1294: Kublai Khan – One of the Most Powerful Rulers in the History of Mankind

1294: Kublai Khan – One of the Most Powerful Rulers in the History of Mankind
Photo Credit To https://commons.wikimedia.org/wiki/File:Kublai_Khan_square.jpg

This day marked the death of the Mongol-Chinese ruler Kublai Khan, one of the most powerful people in the history of mankind.



The Europeans know the mighty Kublai Khan mostly from the descriptions made by Marco Polo, and these stories have to a large extent colored popular European views on empires in the Far East. For example, in Orson Welles’s movie Citizen Kane, the media magnate Charles Foster Kane is compared precisely to Kublai Khan, even more so because Kane’s huge Florida residence was called Xanadu, after Kublai Khan’s summer palace in China.
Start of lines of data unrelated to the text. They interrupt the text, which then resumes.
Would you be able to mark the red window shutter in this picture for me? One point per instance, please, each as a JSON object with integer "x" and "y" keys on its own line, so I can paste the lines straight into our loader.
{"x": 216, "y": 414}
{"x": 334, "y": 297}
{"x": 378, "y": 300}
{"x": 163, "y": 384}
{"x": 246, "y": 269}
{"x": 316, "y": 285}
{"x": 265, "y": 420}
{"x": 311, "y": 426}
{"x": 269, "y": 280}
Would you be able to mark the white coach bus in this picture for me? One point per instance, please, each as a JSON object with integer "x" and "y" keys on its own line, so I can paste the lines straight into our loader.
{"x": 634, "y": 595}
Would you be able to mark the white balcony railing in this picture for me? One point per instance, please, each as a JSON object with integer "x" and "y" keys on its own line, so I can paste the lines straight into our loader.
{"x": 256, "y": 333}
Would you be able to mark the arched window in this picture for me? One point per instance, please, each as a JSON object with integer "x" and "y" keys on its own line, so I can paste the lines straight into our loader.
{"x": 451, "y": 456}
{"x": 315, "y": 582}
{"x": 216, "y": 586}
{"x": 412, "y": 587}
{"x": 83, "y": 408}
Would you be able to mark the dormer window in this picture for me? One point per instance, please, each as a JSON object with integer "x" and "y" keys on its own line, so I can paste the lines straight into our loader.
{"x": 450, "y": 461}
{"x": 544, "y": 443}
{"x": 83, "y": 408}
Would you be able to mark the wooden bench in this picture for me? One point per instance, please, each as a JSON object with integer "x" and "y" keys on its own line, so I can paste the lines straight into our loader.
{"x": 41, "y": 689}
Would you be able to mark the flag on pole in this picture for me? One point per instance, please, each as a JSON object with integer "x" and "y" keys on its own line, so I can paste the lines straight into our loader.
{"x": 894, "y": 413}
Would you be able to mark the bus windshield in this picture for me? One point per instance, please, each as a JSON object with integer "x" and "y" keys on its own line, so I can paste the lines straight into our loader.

Kublai Khan was the grandson of the famous Genghis Khan. It is especially interesting that his mother was a Christian. Namely, she was a princess from a Mongol tribe that had accepted the so-called Nestorianism (a type of eastern Christianity).

Kublai Khan’s power was primarily concentrated on the area of modern China and Mongolia. However, he was also the so-called Great Khan or Khagan (Khan of Khans), which means he held nominal power over all Mongol lands from Europe to Asia.

Kublai Khan was the first Mongol ruler to reign over almost the whole of China, managing to defeat the Song dynasty, which had previously managed to hold out against the Mongols in southern China.




The extent of his military conquests is surprisingly great even for today’s concepts of military mobility. Namely, his troops invaded Vietnam, Burma, and even what is now Indonesia (the island of Java).

Kublai Khan twice tried to conquer Japan, but both times the invasion failed. Indeed, it is from here that the Japanese word “kamikaze” is derived – it refers to the “divine wind” that destroyed the Mongol ships.

It is interesting that Kublai Khan maintained diplomatic relations with Christian rulers in Europe, including the pope in Rome, and also with the Muslims. He died aged 78 in his capital at Khanbaliq, on the area of what is now Beijing.